# **Lab 3: Iterative methods**
**Fabián Levicán**

# **Abstract**

This is the third lab in the course DD2363 Methods in Scientific Computing. It is about using Jupyter to implement four iterative methods for solving linear and non-linear equations. Some objectives may be to become familiar with the differences between "discrete" and "continuous" methods, and also between direct and iterative methods. The functions implemented are jacobi, gaussSeidel, newtonScalar, and newtonVector.  The residuals of the solutions are then compared to the exact solutions of a few equations, and the results are favorable.

#**About the code**

In [1]:
"""DD2363 Methods in Scientific Computing, """
"""KTH Royal Institute of Technology, Stockholm, Sweden."""

# Copyright (C) 2020 Fabián Levicán (fils2@kth.se)

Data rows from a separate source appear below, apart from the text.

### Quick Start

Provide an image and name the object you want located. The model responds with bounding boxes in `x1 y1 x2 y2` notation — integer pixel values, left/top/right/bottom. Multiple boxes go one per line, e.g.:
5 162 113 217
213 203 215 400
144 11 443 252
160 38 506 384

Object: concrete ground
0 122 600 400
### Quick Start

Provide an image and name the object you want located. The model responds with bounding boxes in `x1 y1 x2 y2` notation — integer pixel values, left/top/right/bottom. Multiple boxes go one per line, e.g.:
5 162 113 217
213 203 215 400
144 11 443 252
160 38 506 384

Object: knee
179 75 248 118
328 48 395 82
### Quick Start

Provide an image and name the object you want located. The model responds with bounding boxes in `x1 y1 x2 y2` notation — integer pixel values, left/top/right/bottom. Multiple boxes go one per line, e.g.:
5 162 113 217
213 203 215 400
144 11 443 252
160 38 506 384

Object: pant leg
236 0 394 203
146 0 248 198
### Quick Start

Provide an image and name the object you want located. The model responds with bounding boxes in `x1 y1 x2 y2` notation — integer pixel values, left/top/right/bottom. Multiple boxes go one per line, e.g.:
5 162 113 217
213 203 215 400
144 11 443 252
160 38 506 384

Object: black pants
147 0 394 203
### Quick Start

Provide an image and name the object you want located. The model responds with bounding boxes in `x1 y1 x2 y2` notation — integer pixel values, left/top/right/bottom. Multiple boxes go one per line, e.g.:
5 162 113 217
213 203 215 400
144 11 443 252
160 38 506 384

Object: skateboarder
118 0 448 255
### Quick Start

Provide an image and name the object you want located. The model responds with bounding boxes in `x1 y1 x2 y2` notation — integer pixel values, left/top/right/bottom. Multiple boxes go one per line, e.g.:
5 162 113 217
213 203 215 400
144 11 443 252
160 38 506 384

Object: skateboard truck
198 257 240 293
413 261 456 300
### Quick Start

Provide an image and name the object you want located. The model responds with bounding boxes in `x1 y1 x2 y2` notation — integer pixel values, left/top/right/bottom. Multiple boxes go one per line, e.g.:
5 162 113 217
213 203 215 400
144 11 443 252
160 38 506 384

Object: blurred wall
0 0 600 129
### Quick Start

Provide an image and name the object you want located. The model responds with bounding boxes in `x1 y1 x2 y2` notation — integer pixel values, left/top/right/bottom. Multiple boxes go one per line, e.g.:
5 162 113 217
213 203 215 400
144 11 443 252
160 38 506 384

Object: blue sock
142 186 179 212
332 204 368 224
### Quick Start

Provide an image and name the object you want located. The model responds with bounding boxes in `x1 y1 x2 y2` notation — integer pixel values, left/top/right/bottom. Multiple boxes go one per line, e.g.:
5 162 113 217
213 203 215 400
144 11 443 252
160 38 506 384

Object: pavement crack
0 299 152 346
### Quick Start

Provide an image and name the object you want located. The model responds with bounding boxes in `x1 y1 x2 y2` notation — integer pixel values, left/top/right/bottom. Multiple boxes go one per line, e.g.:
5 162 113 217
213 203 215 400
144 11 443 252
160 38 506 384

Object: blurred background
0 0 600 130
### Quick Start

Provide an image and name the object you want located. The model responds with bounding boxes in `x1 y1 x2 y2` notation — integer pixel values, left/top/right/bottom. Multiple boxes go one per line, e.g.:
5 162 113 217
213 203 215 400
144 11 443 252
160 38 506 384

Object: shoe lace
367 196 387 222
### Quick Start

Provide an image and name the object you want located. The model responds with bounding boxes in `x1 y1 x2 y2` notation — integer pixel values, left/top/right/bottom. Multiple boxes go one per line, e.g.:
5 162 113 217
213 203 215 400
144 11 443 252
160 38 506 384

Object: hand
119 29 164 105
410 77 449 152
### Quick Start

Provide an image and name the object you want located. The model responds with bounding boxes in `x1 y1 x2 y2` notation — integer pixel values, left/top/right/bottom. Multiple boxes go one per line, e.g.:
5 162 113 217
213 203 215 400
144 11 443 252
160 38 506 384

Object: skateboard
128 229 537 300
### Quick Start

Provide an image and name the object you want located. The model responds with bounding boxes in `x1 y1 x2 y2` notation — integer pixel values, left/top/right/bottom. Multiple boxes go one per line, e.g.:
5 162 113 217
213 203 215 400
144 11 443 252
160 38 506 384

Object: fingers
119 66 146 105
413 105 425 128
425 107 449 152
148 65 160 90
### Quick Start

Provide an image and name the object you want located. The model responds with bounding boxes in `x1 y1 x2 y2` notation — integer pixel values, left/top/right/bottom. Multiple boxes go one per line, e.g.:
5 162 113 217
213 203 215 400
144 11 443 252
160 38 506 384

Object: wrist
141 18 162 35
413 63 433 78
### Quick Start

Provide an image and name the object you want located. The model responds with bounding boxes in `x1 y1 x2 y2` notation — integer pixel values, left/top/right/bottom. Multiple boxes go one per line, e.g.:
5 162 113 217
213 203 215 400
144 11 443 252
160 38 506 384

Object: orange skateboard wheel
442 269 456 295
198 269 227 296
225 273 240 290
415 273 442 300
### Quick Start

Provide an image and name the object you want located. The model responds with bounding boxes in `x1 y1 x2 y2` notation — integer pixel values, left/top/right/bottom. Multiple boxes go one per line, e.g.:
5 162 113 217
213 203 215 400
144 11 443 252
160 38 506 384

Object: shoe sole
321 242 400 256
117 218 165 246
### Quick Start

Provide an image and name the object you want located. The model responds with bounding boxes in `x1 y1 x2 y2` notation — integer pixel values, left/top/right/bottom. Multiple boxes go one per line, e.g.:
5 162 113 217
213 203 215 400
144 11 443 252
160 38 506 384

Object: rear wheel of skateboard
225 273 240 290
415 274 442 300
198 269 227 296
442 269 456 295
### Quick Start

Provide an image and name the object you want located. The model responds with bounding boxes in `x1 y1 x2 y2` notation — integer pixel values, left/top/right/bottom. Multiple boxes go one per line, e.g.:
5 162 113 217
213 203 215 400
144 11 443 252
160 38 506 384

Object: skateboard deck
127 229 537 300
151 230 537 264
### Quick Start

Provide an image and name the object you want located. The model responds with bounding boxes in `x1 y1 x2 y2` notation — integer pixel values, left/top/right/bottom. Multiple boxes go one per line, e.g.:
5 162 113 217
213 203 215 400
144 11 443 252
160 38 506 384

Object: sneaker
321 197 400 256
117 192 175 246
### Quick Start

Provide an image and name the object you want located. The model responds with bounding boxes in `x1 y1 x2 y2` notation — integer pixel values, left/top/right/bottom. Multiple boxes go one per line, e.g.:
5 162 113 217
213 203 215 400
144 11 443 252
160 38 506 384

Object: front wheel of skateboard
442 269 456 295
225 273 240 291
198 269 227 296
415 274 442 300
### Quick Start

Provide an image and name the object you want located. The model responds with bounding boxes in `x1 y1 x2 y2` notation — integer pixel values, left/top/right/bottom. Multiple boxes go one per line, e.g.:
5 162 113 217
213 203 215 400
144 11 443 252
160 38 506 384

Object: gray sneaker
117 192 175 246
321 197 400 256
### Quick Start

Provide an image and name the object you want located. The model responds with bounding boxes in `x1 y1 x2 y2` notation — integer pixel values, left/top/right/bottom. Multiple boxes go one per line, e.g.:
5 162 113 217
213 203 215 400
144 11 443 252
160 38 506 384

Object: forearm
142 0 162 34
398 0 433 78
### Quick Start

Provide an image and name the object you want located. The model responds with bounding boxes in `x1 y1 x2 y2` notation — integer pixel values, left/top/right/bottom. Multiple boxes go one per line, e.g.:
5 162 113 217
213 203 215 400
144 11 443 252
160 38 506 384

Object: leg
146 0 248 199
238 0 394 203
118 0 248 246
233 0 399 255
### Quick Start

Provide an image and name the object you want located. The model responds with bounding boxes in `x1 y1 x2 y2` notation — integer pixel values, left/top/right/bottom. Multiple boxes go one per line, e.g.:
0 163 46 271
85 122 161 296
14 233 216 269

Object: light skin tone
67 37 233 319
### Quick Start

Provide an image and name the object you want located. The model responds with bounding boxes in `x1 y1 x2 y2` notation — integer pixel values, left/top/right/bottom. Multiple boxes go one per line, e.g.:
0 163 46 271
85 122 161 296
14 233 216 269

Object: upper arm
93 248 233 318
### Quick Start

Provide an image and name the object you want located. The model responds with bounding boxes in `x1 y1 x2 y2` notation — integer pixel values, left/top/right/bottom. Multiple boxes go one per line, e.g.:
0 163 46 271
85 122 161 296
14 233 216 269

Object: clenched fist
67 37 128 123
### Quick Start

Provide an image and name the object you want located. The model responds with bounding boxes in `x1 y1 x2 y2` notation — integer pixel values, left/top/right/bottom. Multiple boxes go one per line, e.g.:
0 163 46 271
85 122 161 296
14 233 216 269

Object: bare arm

# This file is part of the course DD2363 Methods in Scientific Computing
# KTH Royal Institute of Technology, Stockholm, Sweden
#
# This is free software: you can redistribute it and/or modify
# it under the terms of the GNU Lesser General Public License as published by
# the Free Software Foundation, either version 3 of the License, or
# (at your option) any later version.

'KTH Royal Institute of Technology, Stockholm, Sweden.'

# **Set up environment**

In [0]:
# Load neccessary modules.
from google.colab import files

import math
import time
import numpy as np

# **Introduction**

Iterative methods are (in general) algorithms that, given an equation and possibly an initial solution and a number of iterations, return an approximation of the solution to the equation. They are called iterative because the $k$-th step uses the solution obtained in the $(k-1)$-th step, and the solutions (ideally) form a sequence that is convergent to the exact solution.

The following are implementations of the iterative methods mentioned in the abstract. Linear equations of the form $Ax = b$, and non-linear equations of the form $f(x) = 0$, are henceforth assumed. The author decided to implement newtonScalar and newtonVector spearately, although he is aware that one is a special case of the other.



# **Methods**

The method jacobi takes a matrix $A$ and a vector $b$ as input and returns None if the matrix is not square, if the matrix has a zero entry in the diagonal, if the residual $\|Ax - b\|$ becomes too large, or if the method does not converge after a certain number of iterations and the residual is still too large. The author decided not to consider more sophisticated criteria for convergence, as he couldn't find a necessary and sufficient condition for it (only either necessary or sufficient conditions). Instead, the method may halt in the aforementioned way. The method returns an approximate solution $x$ if the residual is small enough.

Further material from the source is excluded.